Кто ее тут запер – инквизиторы Светлейшей Ложи? Или Эдмар?
Вспомнив, что промеж них произошло, лекарка тихонько застонала со стыда. По крайней мере, она ему не отдавалась… Вроде бы. Зато в остальном вела себя, как самая последняя из этих самых, которых беззастенчивый Эдмар называет своими бывшими коллегами.
Льнула к нему всем телом, бессовестно блаженствуя, когда он ее гладил. О, как он гладил, от головы до копчика… Это было такое наслаждение…
Зинта пристыженно зажмурилась. И ведь это еще не все! Еще она облизывала ему подборок, а потом кусала. Разок даже за нос укусила, но тут уж Эдмар ласково отстранил ее и сказал что-то нежно-укоризненное. Тавше милостивая, стыд-то какой!
Вдобавок ей хотелось есть, и она кричала на него, бесцеремонно требуя еды, а он почему-то не сразу понял, чего она добивается, но потом дал поесть. Боги, это правда, что она по-дикарски рвала зубами кусок мяса? И пила из блюдца восхитительно вкусное молоко, некультурно уткнувшись лицом в это самое блюдце? Так хотелось надеяться, что все это ей приснилось, но что-то подсказывало – было на самом деле.
Боги великие, как же она теперь в глаза Эдмару посмотрит, после такого бесчинного поведения у него в гостях?
Тот оказался легок на помине. Вошел в комнату и остановился возле хрустального гроба.
– Зинта, как ты себя чувствуешь?
– Стыдно… Скажи, это правда, что мы с тобой… Что мы всякими непохвальными вещами занимались?
– Отчего же непохвальными? Очень даже похвальными, ты была такая милая…

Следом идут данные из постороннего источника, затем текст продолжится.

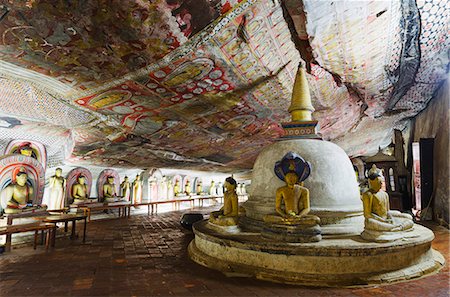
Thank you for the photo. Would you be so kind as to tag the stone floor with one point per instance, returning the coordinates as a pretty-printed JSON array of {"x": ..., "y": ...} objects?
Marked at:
[{"x": 146, "y": 256}]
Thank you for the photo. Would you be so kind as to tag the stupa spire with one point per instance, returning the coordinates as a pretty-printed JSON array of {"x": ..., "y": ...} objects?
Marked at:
[
  {"x": 301, "y": 107},
  {"x": 301, "y": 125}
]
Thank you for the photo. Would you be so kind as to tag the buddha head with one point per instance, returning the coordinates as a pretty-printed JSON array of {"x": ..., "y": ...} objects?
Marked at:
[
  {"x": 26, "y": 151},
  {"x": 110, "y": 180},
  {"x": 21, "y": 178},
  {"x": 58, "y": 172},
  {"x": 230, "y": 184},
  {"x": 291, "y": 178},
  {"x": 81, "y": 179},
  {"x": 375, "y": 178}
]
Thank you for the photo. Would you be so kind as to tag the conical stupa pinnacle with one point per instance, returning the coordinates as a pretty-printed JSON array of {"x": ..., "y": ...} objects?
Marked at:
[{"x": 301, "y": 107}]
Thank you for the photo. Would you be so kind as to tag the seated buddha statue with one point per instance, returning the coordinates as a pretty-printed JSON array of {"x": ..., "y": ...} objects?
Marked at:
[
  {"x": 79, "y": 190},
  {"x": 199, "y": 188},
  {"x": 292, "y": 221},
  {"x": 176, "y": 188},
  {"x": 381, "y": 223},
  {"x": 228, "y": 214},
  {"x": 109, "y": 189},
  {"x": 187, "y": 188},
  {"x": 294, "y": 196},
  {"x": 125, "y": 188},
  {"x": 18, "y": 195}
]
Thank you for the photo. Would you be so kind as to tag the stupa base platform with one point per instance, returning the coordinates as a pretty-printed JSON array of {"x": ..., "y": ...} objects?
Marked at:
[{"x": 335, "y": 261}]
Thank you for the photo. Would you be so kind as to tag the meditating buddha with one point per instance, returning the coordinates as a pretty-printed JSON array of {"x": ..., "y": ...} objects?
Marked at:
[
  {"x": 57, "y": 190},
  {"x": 18, "y": 195},
  {"x": 292, "y": 169},
  {"x": 176, "y": 188},
  {"x": 109, "y": 189},
  {"x": 125, "y": 188},
  {"x": 79, "y": 190},
  {"x": 228, "y": 214},
  {"x": 137, "y": 189},
  {"x": 381, "y": 223},
  {"x": 199, "y": 189},
  {"x": 187, "y": 188}
]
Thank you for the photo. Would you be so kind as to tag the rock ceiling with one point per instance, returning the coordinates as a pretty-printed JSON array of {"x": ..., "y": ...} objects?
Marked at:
[{"x": 204, "y": 84}]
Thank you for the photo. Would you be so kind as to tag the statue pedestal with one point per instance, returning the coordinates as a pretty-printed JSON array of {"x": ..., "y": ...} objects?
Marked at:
[
  {"x": 386, "y": 236},
  {"x": 292, "y": 233},
  {"x": 336, "y": 261}
]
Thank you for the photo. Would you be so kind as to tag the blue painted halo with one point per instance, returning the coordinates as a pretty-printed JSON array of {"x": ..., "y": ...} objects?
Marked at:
[{"x": 291, "y": 162}]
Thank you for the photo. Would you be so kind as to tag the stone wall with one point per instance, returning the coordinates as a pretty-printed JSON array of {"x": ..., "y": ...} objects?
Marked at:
[{"x": 433, "y": 122}]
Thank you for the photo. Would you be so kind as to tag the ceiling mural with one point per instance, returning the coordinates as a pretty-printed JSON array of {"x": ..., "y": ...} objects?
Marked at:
[{"x": 204, "y": 84}]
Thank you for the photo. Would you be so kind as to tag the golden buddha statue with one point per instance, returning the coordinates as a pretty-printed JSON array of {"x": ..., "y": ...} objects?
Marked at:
[
  {"x": 199, "y": 188},
  {"x": 18, "y": 195},
  {"x": 137, "y": 189},
  {"x": 79, "y": 190},
  {"x": 125, "y": 188},
  {"x": 187, "y": 188},
  {"x": 292, "y": 169},
  {"x": 176, "y": 188},
  {"x": 381, "y": 223},
  {"x": 57, "y": 190},
  {"x": 109, "y": 189},
  {"x": 228, "y": 214}
]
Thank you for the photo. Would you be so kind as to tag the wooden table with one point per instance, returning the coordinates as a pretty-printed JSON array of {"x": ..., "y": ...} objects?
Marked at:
[
  {"x": 66, "y": 218},
  {"x": 120, "y": 205},
  {"x": 36, "y": 227}
]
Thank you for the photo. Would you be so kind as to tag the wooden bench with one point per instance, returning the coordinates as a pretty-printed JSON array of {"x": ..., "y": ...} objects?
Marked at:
[
  {"x": 125, "y": 206},
  {"x": 153, "y": 205},
  {"x": 203, "y": 198},
  {"x": 36, "y": 227}
]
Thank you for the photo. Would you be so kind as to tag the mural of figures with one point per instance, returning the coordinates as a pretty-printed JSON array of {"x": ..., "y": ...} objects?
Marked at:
[
  {"x": 170, "y": 192},
  {"x": 57, "y": 198},
  {"x": 78, "y": 186},
  {"x": 137, "y": 190},
  {"x": 212, "y": 189},
  {"x": 198, "y": 186},
  {"x": 177, "y": 185},
  {"x": 154, "y": 189},
  {"x": 28, "y": 148},
  {"x": 219, "y": 189},
  {"x": 108, "y": 184},
  {"x": 21, "y": 180},
  {"x": 164, "y": 190},
  {"x": 125, "y": 189}
]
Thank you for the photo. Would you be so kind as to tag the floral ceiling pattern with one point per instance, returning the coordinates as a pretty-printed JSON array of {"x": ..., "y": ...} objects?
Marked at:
[{"x": 204, "y": 84}]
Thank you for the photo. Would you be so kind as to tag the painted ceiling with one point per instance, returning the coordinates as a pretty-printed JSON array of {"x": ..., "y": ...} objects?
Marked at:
[{"x": 205, "y": 84}]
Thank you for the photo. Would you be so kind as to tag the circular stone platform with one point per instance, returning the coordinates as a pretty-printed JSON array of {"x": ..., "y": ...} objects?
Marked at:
[{"x": 334, "y": 261}]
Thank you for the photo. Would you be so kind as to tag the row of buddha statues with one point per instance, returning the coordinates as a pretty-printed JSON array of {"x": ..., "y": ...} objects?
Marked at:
[
  {"x": 166, "y": 189},
  {"x": 291, "y": 220}
]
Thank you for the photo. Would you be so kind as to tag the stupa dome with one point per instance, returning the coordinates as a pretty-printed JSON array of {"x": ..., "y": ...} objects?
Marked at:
[{"x": 334, "y": 191}]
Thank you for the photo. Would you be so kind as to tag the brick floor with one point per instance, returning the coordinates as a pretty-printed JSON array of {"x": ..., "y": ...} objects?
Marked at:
[{"x": 146, "y": 256}]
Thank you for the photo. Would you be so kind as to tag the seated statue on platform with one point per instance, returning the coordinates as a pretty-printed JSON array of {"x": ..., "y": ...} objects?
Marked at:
[
  {"x": 79, "y": 190},
  {"x": 293, "y": 223},
  {"x": 381, "y": 223},
  {"x": 125, "y": 187},
  {"x": 109, "y": 189},
  {"x": 199, "y": 189},
  {"x": 187, "y": 188},
  {"x": 176, "y": 188},
  {"x": 19, "y": 195},
  {"x": 228, "y": 214},
  {"x": 295, "y": 197}
]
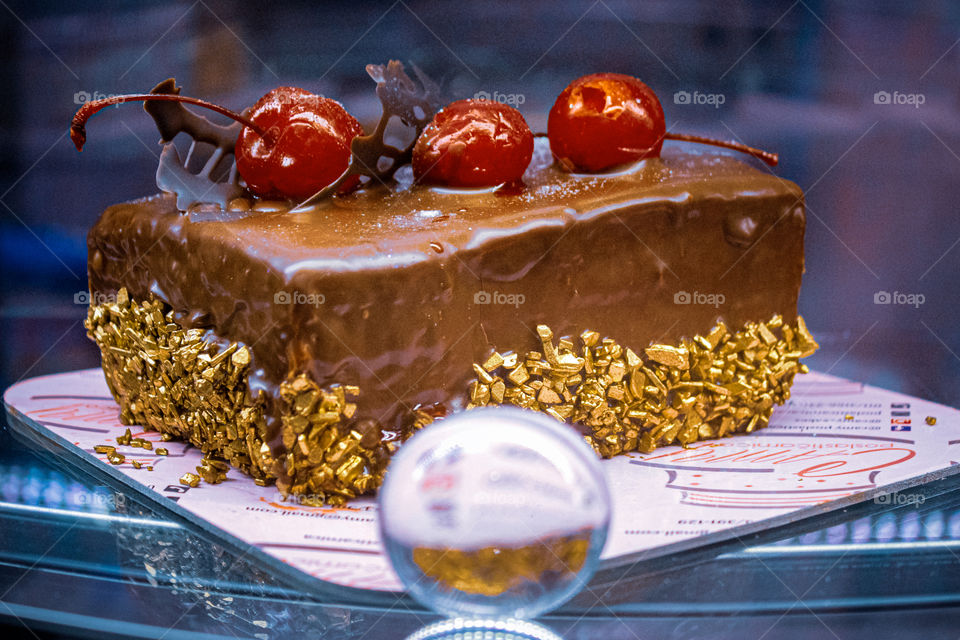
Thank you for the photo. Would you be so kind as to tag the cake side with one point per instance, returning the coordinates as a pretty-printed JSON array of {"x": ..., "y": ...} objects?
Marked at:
[{"x": 611, "y": 255}]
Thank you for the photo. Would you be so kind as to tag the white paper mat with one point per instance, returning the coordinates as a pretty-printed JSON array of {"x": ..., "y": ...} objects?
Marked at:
[{"x": 834, "y": 439}]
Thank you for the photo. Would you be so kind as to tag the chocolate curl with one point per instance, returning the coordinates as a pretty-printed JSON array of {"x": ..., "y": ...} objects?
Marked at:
[
  {"x": 173, "y": 175},
  {"x": 414, "y": 104}
]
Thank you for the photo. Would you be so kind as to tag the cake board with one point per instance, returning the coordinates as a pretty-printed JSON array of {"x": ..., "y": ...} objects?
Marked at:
[{"x": 838, "y": 446}]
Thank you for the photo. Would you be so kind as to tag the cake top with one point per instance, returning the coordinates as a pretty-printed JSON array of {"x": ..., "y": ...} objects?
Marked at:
[
  {"x": 305, "y": 149},
  {"x": 408, "y": 222}
]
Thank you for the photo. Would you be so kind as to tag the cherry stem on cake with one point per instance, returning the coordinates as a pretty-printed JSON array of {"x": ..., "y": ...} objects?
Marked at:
[
  {"x": 78, "y": 132},
  {"x": 770, "y": 158}
]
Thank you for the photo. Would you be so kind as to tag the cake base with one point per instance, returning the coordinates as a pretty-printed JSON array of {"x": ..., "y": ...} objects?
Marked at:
[{"x": 189, "y": 385}]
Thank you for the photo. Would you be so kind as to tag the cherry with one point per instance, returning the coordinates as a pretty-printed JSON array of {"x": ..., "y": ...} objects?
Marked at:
[
  {"x": 293, "y": 142},
  {"x": 473, "y": 143},
  {"x": 311, "y": 148},
  {"x": 607, "y": 119}
]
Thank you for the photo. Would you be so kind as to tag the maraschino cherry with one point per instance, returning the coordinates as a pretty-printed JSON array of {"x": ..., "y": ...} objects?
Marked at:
[
  {"x": 473, "y": 143},
  {"x": 293, "y": 142},
  {"x": 607, "y": 119}
]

– Значит, правда, – сокрушенно пробормотала Зинта. – Ох, до чего стыдно… Выпусти меня из гроба!
– Завтра выпущу, потерпи. И никакой это не гроб. Пока не закончилась
– Это правда, что я невежливо выпрашивала у тебя еду, а потом рвала зубами мясо?
– О, это было нечто! Ты мне за это мясо чуть палец не откусила, едва успел отдернуть. И еще ты схватила у меня с тарелки бутерброд и тут же на полу его прикончила: сыр с маслом съела, хлеб растерзала. Меня положительно порадовало то, что ты все-таки умеешь добывать себе пропитание.
Ага, чистая правда. Память услужливо подтвердила, что Зинта и впрямь совершила все эти зложительские поступки.
– Ох, стыд и срам… Выпусти меня отсюда хоть ненадолго, а то я не могу послать мыслевесть Суно.
– Боюсь, ты не сможешь это сделать, даже если я тебя выпущу. Отсюда туда мыслевести не доходят. Спокойной ночи!
Стервец весело подмигнул и ушел, а Зинту, несмотря на убийственный жгучий стыд, неудержимо потянуло в сон.
До вечера Дирвен прятался в заколоченном доме неподалеку от того сквера, где повстречал грабителей.